Néstor is one of them. For seven years he has lived in a hut made of
poorly arranged bricks with a tile roof, in a foul-smelling and dingy
field that is a stone's throw from the landfill of Calle 100, in
Havana's Marianao district.
He lives from garbage. He earns money by collecting raw material that
has apparently ended its useful life, like shoes, electric appliances
and sports watches, which, after a process of repair, are sold at low
prices in the traveling stalls that are set up in Havana.
"The eastern part of Cuba is at death's door. There's no money or food.

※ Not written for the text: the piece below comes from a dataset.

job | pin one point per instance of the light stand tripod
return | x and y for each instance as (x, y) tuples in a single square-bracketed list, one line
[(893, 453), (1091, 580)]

I worked as a custodian in a school and earned 225 Cuban pesos a month —
around eight dollars — and when I went to a shop to buy a pair of shoes,
the price was from 500 to 600 pesos. Havana is dirty, many houses are
held up by a miracle, but you can find money there," says Néstor.
Luis, a santiaguero, resident of Santiago de Cuba, living for 10 years
in Santos Suárez, a neighborhood south of the capital, sells tamales.
While driving his tricycle-trailer, he hawks his hot tamales as soon as
"Not even in the distant past was nature in favor of santiagueros.
Earthquakes, drought, and now we're also threatened by this powerful
hurricane. There people are butting their heads against the wall trying
to invent money. Recreation is dancing reggaeton and drinking homemade
rum. Things in Cuba are bad, but in the east everything is much worse,"
points out Luis.
With the arrival of Hurricane Matthew, thousands of easterners who are
settled in Havana worry about the future of their relatives. "Every
evening I call my mother and brothers, and I pray that the hurricane
won't carry away their little house. We are from San Pedrito — a
neighborhood in Santiago de Cuba — and we have more trouble than a slave
working under the sun. It's pitiful. As soon as they get up, people
start drinking alcohol and gossiping about the neighbors," says Lucila,
a worker in an agro-market in El Cerro.
The disgust of many people from Havana toward easterners is provoked a
little by the myth and by the rude behavior toward the citizens by the
police, composed mainly by natives of those regions*.
"Easterners are known for being informers, bums, and alcoholics. It's
all the same to me if the hurricane goes through Oriente, and if it
does, the orientales can piss off," sneers Octavio, a habanero who kills
time by talking nonsense on street corners.
Carlos, a sociologist, considers that many people have a real problem
with Cubans born in the east. "What bothers habaneros the most is the
terrible treatment by the police – their lack of culture, bad manners
and inferiority complex. Probably they're not pleased that most of the
State officials, headed by Fidel and Raúl, come from the eastern
provinces. There is the false belief that cheap whores and hustlers
arrive by train from the east to create more problems in the capital.
The State, with Decree-Law 217, opened the door to xenophobic feelings
that have always existed below the surface in a segment of the
population born in Havana. I don't think it's a serious problem. But
more attention should be paid to the frankly pejorative attitude towards
easterners," indicates the sociologist.
Like any group of Cubans, Havana is only the first step for the
easterners. The next trip, if they get enough money or are claimed by
their relatives on the other side of the pond, is to land in Miami.
Hispanopost, October 3, 2016.
*Translator's note: Easterners are recruited to be police officers in
Havana with the incentive not only of a steady job but also of the
nearly-impossible-to-obtain permit to live in the capital city.